Par Jean-Pierre Rosa
Le rapport récent du Cnesco (Conseil national d’évaluation du système scolaire) sur les inégalités dans le système scolaire français bouscule bien des idées reçues et continue à provoquer remous et mises au point.
En effet, alors que notre pays se targue souvent d’être une lumière pour les nations, les enquêtes successives, notamment l’enquête PISA1 menée par l’OCDE, montrent que les inégalités progressent davantage en France qu’à l’étranger, notre pays se trouvant même en queue de peloton des 35 pays de l’OCDE en la matière.
A dire vrai, non seulement ce constat était déjà présent dans l’enquête PISA 2012, mais les politiques à mettre en œuvre pour remédier à cet état de fait étaient aussi présentées, résultats – déjà – à l’appui.
Pourtant, comme les chercheurs du Cnesco le soulignent, c’est justement la continuité des politiques menées depuis trente ans sur la base de présupposés idéologiques et ce sans recours à l’évaluation et la confrontation, qui pose problème. En effet, depuis 1982, les ministres successifs, gauche et droite confondues, se sont mis en devoir d’augmenter les moyens humains et financiers mis à disposition d’élèves en difficultés à travers ce que l’on appelle l’éducation prioritaire. Or, contrairement à une certaine évidence, ce sont ces politiques « compensatrices » qui sont inefficaces. Ou tout au moins qui ne peuvent être que des palliatifs à un manque plus grave dont il faut se saisir plus tôt : l’inégalité sociale.

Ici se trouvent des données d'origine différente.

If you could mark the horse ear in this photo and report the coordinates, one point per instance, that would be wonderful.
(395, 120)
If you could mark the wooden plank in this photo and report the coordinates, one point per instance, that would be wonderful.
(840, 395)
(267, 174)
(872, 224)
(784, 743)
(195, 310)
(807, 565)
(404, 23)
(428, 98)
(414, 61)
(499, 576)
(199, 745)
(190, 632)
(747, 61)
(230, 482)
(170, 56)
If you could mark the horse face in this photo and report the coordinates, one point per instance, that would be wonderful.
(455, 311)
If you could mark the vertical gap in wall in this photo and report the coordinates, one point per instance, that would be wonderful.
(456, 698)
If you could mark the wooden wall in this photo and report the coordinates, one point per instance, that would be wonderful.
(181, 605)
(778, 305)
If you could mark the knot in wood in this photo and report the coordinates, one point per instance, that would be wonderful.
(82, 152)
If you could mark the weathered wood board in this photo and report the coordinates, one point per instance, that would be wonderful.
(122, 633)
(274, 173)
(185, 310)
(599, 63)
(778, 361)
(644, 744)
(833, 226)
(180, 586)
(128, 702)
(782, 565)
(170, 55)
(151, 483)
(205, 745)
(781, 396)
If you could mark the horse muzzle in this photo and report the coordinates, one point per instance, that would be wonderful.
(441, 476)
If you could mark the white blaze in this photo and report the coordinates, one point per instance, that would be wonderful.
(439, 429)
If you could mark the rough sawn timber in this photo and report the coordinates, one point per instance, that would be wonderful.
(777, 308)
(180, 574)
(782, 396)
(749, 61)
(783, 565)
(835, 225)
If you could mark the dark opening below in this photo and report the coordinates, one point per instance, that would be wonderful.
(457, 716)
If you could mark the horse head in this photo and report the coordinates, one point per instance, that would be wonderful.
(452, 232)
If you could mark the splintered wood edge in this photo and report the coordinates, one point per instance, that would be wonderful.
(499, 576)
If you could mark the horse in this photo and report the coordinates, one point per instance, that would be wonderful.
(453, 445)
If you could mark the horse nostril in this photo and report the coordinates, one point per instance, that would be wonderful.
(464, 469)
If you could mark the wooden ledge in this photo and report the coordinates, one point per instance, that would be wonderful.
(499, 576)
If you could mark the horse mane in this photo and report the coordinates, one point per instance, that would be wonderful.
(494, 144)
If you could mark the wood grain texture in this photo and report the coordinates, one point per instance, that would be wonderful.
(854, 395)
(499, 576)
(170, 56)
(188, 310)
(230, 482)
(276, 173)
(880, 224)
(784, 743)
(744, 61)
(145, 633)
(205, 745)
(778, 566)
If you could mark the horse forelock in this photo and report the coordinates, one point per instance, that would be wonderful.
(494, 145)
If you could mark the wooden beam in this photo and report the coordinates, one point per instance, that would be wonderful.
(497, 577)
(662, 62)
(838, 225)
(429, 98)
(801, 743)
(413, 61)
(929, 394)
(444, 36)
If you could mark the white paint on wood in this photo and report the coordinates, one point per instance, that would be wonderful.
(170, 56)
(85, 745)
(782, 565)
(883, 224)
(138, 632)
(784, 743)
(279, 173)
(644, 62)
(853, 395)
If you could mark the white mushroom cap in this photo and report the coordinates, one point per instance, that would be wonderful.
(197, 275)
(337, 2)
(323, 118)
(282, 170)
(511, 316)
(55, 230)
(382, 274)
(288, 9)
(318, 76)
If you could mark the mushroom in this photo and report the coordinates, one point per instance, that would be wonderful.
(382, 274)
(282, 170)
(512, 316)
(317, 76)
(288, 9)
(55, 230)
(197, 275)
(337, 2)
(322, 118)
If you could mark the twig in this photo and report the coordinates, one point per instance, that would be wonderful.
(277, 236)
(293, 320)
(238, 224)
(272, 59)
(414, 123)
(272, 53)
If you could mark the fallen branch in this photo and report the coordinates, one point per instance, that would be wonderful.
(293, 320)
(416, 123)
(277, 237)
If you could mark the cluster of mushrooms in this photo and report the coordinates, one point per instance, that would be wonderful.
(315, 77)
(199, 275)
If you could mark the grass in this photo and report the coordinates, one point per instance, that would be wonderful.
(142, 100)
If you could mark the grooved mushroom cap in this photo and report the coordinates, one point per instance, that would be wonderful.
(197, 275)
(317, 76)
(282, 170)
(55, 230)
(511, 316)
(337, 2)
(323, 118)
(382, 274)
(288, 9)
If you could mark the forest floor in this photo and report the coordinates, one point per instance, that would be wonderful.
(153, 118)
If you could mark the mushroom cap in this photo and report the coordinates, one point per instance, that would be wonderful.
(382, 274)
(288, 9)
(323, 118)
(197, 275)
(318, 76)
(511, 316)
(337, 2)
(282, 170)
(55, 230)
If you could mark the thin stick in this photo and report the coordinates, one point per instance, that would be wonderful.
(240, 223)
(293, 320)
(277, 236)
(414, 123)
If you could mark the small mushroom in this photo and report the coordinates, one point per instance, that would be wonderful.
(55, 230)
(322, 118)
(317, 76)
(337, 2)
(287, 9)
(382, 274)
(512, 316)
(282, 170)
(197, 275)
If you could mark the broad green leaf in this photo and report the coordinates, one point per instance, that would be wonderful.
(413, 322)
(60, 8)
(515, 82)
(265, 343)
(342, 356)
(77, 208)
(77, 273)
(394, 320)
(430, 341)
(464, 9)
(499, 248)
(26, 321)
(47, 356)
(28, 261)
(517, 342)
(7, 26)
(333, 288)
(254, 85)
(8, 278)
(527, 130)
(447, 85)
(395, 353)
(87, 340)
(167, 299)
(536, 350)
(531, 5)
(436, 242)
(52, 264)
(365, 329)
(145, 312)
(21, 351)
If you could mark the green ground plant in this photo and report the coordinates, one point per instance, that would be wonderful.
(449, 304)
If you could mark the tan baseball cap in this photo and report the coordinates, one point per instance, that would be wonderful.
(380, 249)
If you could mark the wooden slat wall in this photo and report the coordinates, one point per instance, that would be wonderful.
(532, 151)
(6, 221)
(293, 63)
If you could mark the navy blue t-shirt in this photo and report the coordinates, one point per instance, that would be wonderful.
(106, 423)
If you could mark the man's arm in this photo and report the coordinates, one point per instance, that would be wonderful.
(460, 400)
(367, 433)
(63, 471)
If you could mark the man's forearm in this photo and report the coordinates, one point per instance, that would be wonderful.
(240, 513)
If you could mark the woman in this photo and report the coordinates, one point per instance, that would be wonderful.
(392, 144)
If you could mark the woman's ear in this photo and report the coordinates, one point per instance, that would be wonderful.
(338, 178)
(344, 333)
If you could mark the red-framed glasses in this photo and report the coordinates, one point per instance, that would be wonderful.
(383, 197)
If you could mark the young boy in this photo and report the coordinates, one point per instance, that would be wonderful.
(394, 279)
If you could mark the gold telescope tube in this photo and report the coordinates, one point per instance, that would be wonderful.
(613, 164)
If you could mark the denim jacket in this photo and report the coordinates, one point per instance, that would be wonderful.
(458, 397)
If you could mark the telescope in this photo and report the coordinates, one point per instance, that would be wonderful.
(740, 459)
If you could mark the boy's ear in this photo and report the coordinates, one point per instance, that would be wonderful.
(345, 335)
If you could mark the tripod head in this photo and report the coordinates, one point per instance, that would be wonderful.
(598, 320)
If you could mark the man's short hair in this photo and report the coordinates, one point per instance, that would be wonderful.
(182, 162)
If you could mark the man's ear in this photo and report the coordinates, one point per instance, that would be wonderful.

C’est en effet en amont qu’il faut agir. Essentiellement en faisant de la mixité sociale à l’école une option clé menée de façon volontariste. C’est en tous les cas de cette façon qu’un certain nombre d’autres pays de l’OCDE, moins idéologues, et donc plus ouverts à l’évaluation et à l’expérimentation, gagnent la course de la justice sociale.
Agir en amont, prévenir. Tel est sans doute l’idée centrale à retenir de cette étude. Créer les conditions d’une éducation réussie et non y remédier. Les politiques d’éducation prioritaire qui cherchent à guérir le mal sont en réalité extrêmement coûteuses, et peuvent être, au final, stigmatisantes, ce qui les risque de les rendre contre productives. En outre, menées par des professeurs souvent inexpérimentés, elles souffrent d’un manque de considération et de savoir faire pédagogique.
Dans l’éducation nationale – tout comme dans la politique de santé – la prévention et l’évaluation sont les parents pauvres de nos systèmes. Sans doute faut-il y voir la marque d’une pensée tellement sûre d’elle qu’elle ne voit même plus les présupposés idéologiques de son fonctionnement et ne cherche guère à expérimenter et évaluer des solutions innovantes mais dérangeantes pour la pérennité de ses acteurs.
Jean-Pierre Rosa, de l’équipe de la Tribune des SSF
1Le programme PISA (Program for International Student Assessment) est un ensemble d’études triennales menées par l’OCDE depuis l’an 2000 visant à mesurer les performances des systèmes éducatifs des pays membres et non membres.